Given below are two statements:
Statement I : Crystal Field Stabilization Energy (CFSE) of $$\left[Cr\left( H_{2}O \right)_{6} \right]^{2+}$$ is greater than that of $$\left[Mn\left( H_{2}O \right)_{6} \right]^{2+}$$.
Statement II: Potassium ferricyanide has a greater spin-only magnetic moment than sodium ferrocyanide.
In the light of the above statements, choose the correct answer from the options given below :

We need to evaluate two statements about Crystal Field Stabilization Energy (CFSE) and magnetic moments of coordination compounds.

First we consider Statement I, which asserts that CFSE of $$[Cr(H_2O)_6]^{2+}$$ is greater than that of $$[Mn(H_2O)_6]^{2+}$$. Chromium(II) has atomic number 24 and electronic configuration $$[Ar]3d^4$$, making $$Cr^{2+}$$ a $$d^4$$ ion, while manganese(II) has atomic number 25 and electronic configuration $$[Ar]3d^5$$, so $$Mn^{2+}$$ is a $$d^5$$ ion.

Since $$H_2O$$ is a weak field ligand, both complexes are high‐spin octahedral. The $$d^4$$ configuration of $$Cr^{2+}$$ gives $$t_{2g}^3 e_g^1$$, and the $$d^5$$ configuration of $$Mn^{2+}$$ gives $$t_{2g}^3 e_g^2$$.

Using CFSE = $$(-0.4n_{t_{2g}} + 0.6n_{e_g})\Delta_o$$, we find for $$Cr^{2+}$$: CFSE = $$(-0.4\times3 + 0.6\times1)\Delta_o = (-1.2 + 0.6)\Delta_o = -0.6\Delta_o$$, whereas for $$Mn^{2+}$$: CFSE = $$(-0.4\times3 + 0.6\times2)\Delta_o = (-1.2 + 1.2)\Delta_o = 0$$. Because the magnitude of CFSE for $$Cr^{2+}$$ is $$0.6\Delta_o$$ and for $$Mn^{2+}$$ it is zero, CFSE of $$[Cr(H_2O)_6]^{2+}$$ is indeed greater, so Statement I is true.

Next we analyze Statement II, which compares the spin‐only magnetic moments of potassium ferricyanide and sodium ferrocyanide. Potassium ferricyanide is $$K_3[Fe(CN)_6]$$, containing $$Fe^{3+}$$ ($$d^5$$), while sodium ferrocyanide is $$Na_4[Fe(CN)_6]$$, containing $$Fe^{2+}$$ ($$d^6$$). Because $$CN^-$$ is a strong field ligand, both complexes are low‐spin octahedral. Thus $$Fe^{3+}$$ ($$d^5$$) adopts $$t_{2g}^5 e_g^0$$ with one unpaired electron, and $$Fe^{2+}$$ ($$d^6$$) adopts $$t_{2g}^6 e_g^0$$ with no unpaired electrons.
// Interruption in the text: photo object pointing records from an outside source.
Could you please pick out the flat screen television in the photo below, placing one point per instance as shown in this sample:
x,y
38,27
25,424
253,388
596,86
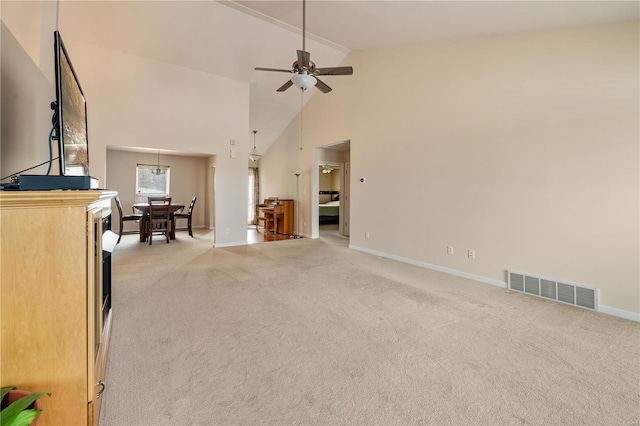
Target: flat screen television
x,y
70,116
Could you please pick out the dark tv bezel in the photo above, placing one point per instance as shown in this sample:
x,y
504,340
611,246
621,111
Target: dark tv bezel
x,y
59,50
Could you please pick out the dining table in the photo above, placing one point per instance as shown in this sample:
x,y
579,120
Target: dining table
x,y
144,209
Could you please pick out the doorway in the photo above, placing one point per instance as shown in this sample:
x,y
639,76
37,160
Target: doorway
x,y
331,190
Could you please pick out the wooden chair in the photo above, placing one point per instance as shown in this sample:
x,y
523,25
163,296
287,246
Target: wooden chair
x,y
187,216
159,221
125,217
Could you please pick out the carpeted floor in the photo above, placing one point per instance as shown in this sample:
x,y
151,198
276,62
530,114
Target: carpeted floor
x,y
308,332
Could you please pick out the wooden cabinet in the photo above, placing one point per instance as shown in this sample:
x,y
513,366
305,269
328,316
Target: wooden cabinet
x,y
55,334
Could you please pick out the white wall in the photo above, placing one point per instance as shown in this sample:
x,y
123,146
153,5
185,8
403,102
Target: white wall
x,y
188,176
131,102
522,148
27,86
136,102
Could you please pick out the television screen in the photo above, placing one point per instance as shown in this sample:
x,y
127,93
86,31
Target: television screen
x,y
71,108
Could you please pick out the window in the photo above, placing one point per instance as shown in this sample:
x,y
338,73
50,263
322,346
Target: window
x,y
152,180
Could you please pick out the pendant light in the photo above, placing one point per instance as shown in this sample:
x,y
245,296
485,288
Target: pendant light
x,y
253,155
158,170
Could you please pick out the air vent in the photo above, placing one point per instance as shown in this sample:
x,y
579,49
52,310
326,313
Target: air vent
x,y
572,294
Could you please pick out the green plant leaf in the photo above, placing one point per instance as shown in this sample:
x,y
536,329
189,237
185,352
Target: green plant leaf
x,y
5,391
11,413
24,418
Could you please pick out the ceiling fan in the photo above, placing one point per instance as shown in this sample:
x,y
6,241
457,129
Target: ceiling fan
x,y
305,73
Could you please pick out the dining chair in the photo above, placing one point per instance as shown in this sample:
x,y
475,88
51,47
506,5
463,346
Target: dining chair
x,y
159,221
187,216
125,217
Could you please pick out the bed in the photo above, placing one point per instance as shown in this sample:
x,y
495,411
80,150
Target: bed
x,y
329,210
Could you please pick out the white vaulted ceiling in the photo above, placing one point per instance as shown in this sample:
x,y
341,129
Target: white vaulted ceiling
x,y
231,38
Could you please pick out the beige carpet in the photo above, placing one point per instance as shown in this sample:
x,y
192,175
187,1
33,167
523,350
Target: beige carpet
x,y
308,332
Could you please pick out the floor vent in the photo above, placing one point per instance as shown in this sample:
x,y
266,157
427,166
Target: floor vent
x,y
572,294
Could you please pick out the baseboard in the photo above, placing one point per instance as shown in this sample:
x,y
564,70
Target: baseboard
x,y
631,316
449,271
233,244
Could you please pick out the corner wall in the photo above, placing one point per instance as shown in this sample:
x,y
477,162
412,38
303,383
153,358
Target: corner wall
x,y
521,148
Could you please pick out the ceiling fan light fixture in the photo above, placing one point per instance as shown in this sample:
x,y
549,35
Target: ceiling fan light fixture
x,y
304,81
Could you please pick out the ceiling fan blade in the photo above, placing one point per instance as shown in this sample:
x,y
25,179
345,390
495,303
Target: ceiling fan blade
x,y
285,86
271,69
322,86
334,71
303,59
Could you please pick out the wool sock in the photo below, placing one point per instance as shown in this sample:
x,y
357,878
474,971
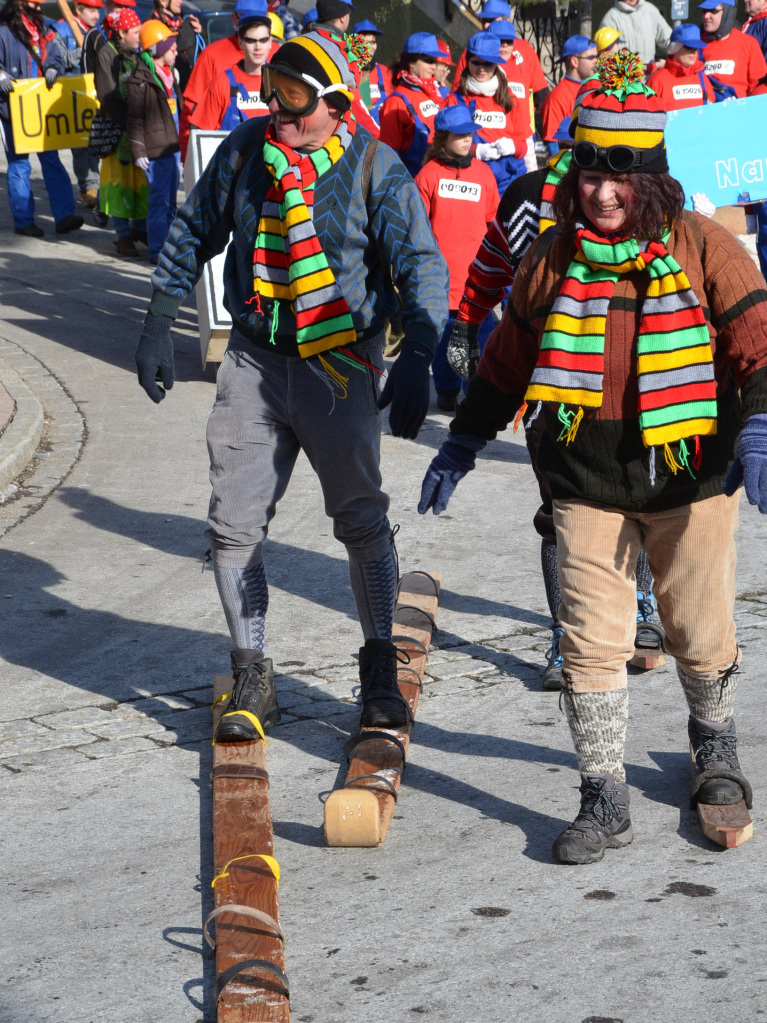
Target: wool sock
x,y
244,595
374,588
550,581
597,723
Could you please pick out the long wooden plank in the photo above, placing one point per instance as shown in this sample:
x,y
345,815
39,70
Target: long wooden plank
x,y
359,813
727,826
242,826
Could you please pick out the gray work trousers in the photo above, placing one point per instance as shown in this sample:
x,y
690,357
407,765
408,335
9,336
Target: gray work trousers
x,y
268,407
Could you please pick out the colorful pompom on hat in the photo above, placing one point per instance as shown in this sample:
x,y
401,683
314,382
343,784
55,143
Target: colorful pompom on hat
x,y
623,112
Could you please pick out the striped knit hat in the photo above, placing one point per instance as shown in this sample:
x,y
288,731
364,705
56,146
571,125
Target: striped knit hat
x,y
321,60
623,112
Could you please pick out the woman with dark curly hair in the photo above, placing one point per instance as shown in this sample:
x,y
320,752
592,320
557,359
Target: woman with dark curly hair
x,y
30,48
630,330
484,91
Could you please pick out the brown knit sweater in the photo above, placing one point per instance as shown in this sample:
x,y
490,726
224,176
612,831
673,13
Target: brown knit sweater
x,y
607,461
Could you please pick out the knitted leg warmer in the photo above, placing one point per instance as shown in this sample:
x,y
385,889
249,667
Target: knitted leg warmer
x,y
710,699
597,723
550,581
244,595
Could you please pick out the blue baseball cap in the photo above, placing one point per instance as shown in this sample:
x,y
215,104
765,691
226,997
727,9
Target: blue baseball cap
x,y
495,8
502,30
423,43
576,44
485,47
455,119
252,8
687,35
367,26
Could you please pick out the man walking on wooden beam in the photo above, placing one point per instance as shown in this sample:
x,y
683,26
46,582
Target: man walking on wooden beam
x,y
322,220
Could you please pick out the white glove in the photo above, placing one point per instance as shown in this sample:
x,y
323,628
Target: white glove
x,y
702,204
505,146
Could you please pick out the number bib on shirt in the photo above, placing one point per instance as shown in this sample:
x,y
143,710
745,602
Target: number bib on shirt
x,y
450,188
490,119
690,91
720,68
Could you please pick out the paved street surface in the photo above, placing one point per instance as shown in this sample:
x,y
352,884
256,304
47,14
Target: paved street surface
x,y
109,637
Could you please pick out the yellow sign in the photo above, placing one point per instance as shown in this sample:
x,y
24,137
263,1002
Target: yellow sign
x,y
52,119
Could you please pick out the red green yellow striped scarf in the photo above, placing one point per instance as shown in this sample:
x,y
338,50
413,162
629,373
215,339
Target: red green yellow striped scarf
x,y
675,367
288,263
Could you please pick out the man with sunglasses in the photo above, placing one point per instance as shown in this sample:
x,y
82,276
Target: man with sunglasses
x,y
235,93
321,221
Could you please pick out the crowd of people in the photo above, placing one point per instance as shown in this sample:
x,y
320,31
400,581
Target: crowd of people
x,y
632,345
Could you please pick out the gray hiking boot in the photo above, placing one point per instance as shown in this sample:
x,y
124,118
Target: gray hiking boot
x,y
717,777
602,823
382,704
253,692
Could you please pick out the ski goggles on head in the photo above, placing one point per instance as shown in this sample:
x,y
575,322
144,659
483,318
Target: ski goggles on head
x,y
295,92
615,159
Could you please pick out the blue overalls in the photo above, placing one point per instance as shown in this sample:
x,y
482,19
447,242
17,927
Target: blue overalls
x,y
234,115
413,156
505,169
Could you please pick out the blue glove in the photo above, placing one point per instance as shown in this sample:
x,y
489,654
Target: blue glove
x,y
154,356
750,468
450,464
407,390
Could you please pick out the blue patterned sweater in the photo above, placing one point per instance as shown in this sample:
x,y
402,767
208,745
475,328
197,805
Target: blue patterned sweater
x,y
227,201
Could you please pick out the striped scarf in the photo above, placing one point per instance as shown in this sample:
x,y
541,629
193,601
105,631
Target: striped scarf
x,y
557,168
675,367
288,263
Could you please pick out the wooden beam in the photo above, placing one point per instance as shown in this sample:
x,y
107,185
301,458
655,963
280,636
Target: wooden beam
x,y
241,827
359,813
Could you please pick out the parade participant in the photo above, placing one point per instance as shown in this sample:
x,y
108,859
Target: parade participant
x,y
642,28
31,48
579,57
442,71
86,14
124,190
460,197
235,93
641,410
153,101
682,82
376,78
333,15
483,90
216,58
406,118
190,41
304,367
730,55
608,40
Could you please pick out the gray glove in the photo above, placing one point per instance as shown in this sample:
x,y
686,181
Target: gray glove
x,y
463,349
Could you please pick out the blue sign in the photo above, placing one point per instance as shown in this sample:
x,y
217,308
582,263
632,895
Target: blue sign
x,y
720,149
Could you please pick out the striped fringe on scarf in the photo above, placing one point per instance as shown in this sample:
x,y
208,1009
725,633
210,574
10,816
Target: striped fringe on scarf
x,y
288,262
675,367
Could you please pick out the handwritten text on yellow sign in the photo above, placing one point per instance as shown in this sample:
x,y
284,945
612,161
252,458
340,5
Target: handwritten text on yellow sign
x,y
52,119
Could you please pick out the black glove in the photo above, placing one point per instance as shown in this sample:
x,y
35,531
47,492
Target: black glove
x,y
408,390
463,349
154,356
The spin‐only magnetic moment is given by $$\mu = \sqrt{n(n+2)}$$ BM, where $$n$$ is the number of unpaired electrons. For $$[Fe(CN)_6]^{3-}$$ we have $$\mu = \sqrt{1(1+2)} = \sqrt{3} \approx 1.73$$ BM, whereas for $$[Fe(CN)_6]^{4-}$$ we get $$\mu = \sqrt{0(0+2)} = 0$$ BM. Since ferricyanide has the larger moment, Statement II is true.

The correct answer is Option (3): both Statement I and Statement II are true.